Eivind Tøstesen1,2 email

Department of Tumor Biology, Norwegian Radium Hospital, N-0310, Oslo, Norway

Department of Mathematics, University of Oslo, N-0316, Oslo, Norway

author email corresponding author email

Algorithms for Molecular Biology 2008, 3:10doi:10.1186/1748-7188-3-10

Published: 17 July 2008

Abstract

Background

It is of biological interest to make genome-wide predictions of the locations of DNA melting bubbles using statistical mechanics models. Computationally, this poses the challenge that a generic search through all combinations of bubble starts and ends is quadratic.

Results

An efficient algorithm is described, which shows that the time complexity of the task is O(NlogN) rather than quadratic. The algorithm exploits that bubble lengths may be limited, but without a prior assumption of a maximal bubble length. No approximations, such as windowing, have been introduced to reduce the time complexity. More than just finding the bubbles, the algorithm produces a stitch profile, which is a probabilistic graphical model of bubbles and helical regions.
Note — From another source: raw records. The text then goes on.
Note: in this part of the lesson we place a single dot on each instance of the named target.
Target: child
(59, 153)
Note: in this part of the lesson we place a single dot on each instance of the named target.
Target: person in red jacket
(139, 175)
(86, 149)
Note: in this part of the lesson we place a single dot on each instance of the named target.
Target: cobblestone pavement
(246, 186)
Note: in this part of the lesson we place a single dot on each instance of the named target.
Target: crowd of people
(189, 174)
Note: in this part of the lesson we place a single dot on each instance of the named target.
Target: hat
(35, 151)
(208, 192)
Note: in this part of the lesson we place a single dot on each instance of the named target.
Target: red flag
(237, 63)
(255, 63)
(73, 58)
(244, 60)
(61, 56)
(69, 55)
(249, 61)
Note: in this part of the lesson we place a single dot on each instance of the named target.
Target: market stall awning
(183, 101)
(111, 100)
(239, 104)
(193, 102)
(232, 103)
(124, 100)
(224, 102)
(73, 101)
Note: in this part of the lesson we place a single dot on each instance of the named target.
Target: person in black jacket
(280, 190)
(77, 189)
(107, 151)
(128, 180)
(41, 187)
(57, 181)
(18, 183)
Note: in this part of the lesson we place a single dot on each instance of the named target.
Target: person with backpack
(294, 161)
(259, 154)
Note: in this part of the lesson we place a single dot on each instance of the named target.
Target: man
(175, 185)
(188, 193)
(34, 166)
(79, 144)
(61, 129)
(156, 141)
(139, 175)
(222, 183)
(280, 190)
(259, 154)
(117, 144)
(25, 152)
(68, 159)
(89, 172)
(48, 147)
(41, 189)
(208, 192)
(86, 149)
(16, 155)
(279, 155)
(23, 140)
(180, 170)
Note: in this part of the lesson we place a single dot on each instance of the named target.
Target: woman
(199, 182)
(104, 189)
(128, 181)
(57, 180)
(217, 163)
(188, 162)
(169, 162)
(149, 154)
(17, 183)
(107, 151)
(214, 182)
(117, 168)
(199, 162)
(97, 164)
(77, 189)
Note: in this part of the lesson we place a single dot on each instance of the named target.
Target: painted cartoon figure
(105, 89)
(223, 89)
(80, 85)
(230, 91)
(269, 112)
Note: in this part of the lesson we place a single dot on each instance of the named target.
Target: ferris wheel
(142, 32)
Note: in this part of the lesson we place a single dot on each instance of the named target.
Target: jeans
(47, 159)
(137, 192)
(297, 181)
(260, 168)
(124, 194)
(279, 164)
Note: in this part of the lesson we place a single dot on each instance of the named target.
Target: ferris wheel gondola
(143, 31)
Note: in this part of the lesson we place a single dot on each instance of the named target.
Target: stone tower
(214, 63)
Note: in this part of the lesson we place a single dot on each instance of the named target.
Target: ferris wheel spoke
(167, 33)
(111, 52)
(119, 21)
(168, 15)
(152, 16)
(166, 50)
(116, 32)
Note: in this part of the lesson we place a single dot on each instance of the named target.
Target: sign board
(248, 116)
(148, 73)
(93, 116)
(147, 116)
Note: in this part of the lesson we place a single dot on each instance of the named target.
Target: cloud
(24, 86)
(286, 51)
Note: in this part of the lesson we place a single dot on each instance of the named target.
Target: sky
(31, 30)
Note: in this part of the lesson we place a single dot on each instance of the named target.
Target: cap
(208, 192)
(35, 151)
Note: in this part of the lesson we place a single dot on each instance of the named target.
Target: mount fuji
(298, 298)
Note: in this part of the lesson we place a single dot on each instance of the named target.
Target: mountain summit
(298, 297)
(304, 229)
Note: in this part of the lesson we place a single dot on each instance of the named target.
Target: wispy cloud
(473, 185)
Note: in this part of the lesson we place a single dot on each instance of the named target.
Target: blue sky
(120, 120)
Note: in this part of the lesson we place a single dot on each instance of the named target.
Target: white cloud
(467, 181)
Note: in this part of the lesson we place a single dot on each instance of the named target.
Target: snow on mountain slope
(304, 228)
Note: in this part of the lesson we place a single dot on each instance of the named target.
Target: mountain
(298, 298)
The algorithm applies a probability peak finding method based on a hierarchical analysis of the energy barriers in the Poland-Scheraga model.

Conclusion

Exact and fast computation of genomic stitch profiles is thus feasible. Sequences of several megabases have been computed, only limited by computer memory. Possible applications are the genome-wide comparisons of bubbles with promotors, TSS, viral integration sites, and other melting-related regions.